With “7 Curtains” comes seven different mediums and seven different points of view, as Vert attempts to answer the questions that lie at the very heart of our existence. Like any good magus, he conjures up answers that are riddles in themselves. The flying carpet, for example, supposedly belonging to King Solomon, becomes an Abrahamic intersection and Vert uses it as a machine with hidden numerological properties to explore identity in a culturally tumultuous world. This is a recurring theme in Vert's art: Behind the beautiful object lies a deeper truth, but also more questions.
The themes are remixed and come out as something altered; an old question posed in a new way. The “7 Curtains” becomes a transformative process for the artist as well as the spectator.
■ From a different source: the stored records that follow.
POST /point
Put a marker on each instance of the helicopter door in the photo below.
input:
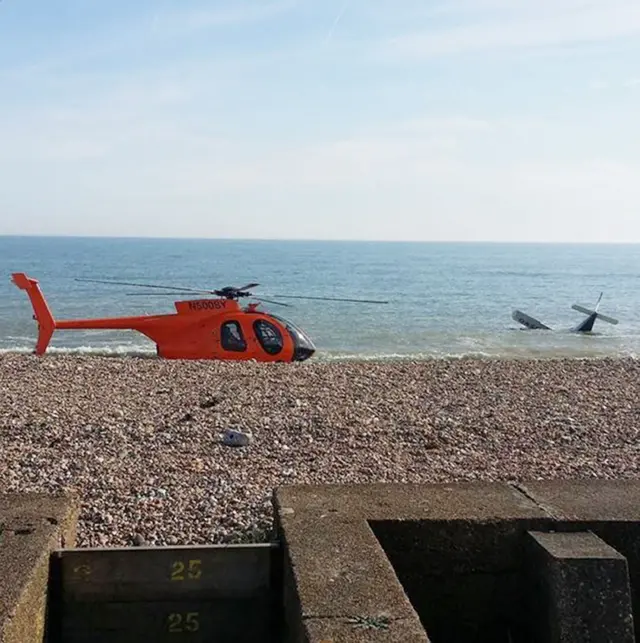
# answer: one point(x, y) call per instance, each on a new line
point(269, 336)
point(231, 337)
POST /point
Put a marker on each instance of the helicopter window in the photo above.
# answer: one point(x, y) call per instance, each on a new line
point(231, 337)
point(268, 335)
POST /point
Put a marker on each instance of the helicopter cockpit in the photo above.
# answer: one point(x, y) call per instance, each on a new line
point(303, 346)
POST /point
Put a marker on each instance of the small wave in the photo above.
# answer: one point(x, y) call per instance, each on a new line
point(100, 351)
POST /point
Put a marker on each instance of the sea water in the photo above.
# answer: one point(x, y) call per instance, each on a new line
point(445, 299)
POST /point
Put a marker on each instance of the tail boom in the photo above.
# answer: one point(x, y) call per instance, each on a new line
point(41, 310)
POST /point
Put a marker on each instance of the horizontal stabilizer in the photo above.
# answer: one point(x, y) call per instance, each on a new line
point(587, 311)
point(528, 321)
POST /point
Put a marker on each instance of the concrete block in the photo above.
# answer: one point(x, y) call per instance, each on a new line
point(164, 573)
point(31, 526)
point(578, 590)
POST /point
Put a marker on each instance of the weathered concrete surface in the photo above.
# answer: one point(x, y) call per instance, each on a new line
point(586, 500)
point(455, 550)
point(31, 526)
point(336, 567)
point(336, 570)
point(578, 590)
point(608, 508)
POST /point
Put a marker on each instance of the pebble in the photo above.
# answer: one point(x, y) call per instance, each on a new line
point(137, 438)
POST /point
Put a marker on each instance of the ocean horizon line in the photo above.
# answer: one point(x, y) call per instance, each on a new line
point(325, 240)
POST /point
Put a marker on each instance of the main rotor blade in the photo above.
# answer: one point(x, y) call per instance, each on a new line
point(361, 301)
point(128, 283)
point(172, 294)
point(270, 301)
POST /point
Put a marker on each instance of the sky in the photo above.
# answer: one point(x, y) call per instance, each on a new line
point(465, 120)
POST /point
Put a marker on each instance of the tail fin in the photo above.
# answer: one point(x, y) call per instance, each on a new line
point(43, 315)
point(589, 311)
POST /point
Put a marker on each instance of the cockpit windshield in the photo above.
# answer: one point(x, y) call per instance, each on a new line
point(304, 347)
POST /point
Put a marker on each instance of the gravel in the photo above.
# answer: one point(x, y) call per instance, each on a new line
point(140, 439)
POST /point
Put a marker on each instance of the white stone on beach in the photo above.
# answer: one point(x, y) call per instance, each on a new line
point(235, 438)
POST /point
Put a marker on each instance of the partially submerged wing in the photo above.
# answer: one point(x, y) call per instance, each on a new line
point(528, 321)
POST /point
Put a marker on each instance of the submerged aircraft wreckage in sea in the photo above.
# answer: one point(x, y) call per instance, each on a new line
point(586, 326)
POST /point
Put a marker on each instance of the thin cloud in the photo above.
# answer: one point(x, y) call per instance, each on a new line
point(337, 20)
point(184, 21)
point(495, 26)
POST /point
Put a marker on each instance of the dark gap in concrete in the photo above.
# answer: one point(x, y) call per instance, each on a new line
point(463, 579)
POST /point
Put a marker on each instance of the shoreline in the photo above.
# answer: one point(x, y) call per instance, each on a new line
point(150, 355)
point(138, 439)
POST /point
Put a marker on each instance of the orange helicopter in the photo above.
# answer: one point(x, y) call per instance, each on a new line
point(208, 328)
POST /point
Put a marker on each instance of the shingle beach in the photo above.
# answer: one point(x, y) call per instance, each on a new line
point(139, 439)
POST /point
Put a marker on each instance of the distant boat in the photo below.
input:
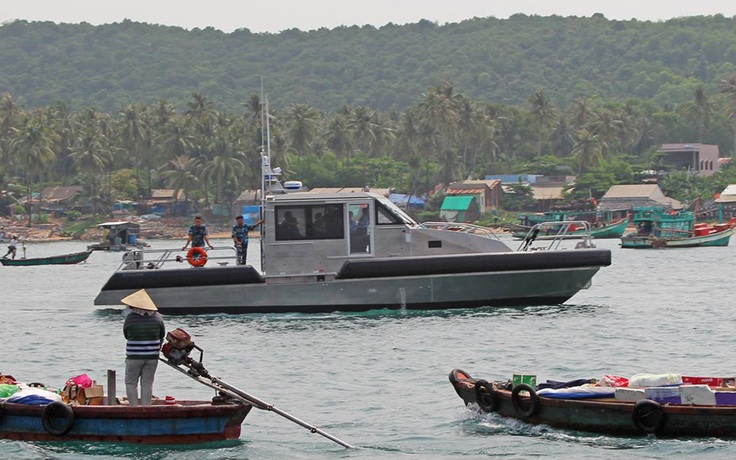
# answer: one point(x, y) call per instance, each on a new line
point(64, 259)
point(603, 225)
point(603, 413)
point(658, 228)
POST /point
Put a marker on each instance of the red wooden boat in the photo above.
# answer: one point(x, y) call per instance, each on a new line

Like identity itself, it is an ever-changing process, a struggle between belonging and questioning, fought inside our hearts and souls as in countless wars throughout history. Behind the veils, riddles and curtains, Vert is searching for that rarest of commodities – peace.
In Vert's art, we find markers from a composite identity. The endless beats of Berlin techno-nights meet the perpetual whirling of the Turkish Dervish. Traditional materials and production techniques are used to convey futuristic imagery of the artist. Despite this, Vert's art rests calmly within its culturally mixed framework. The beauty of the sacred remains intact even as he reconfigures the motifs referring to faiths from all over the world.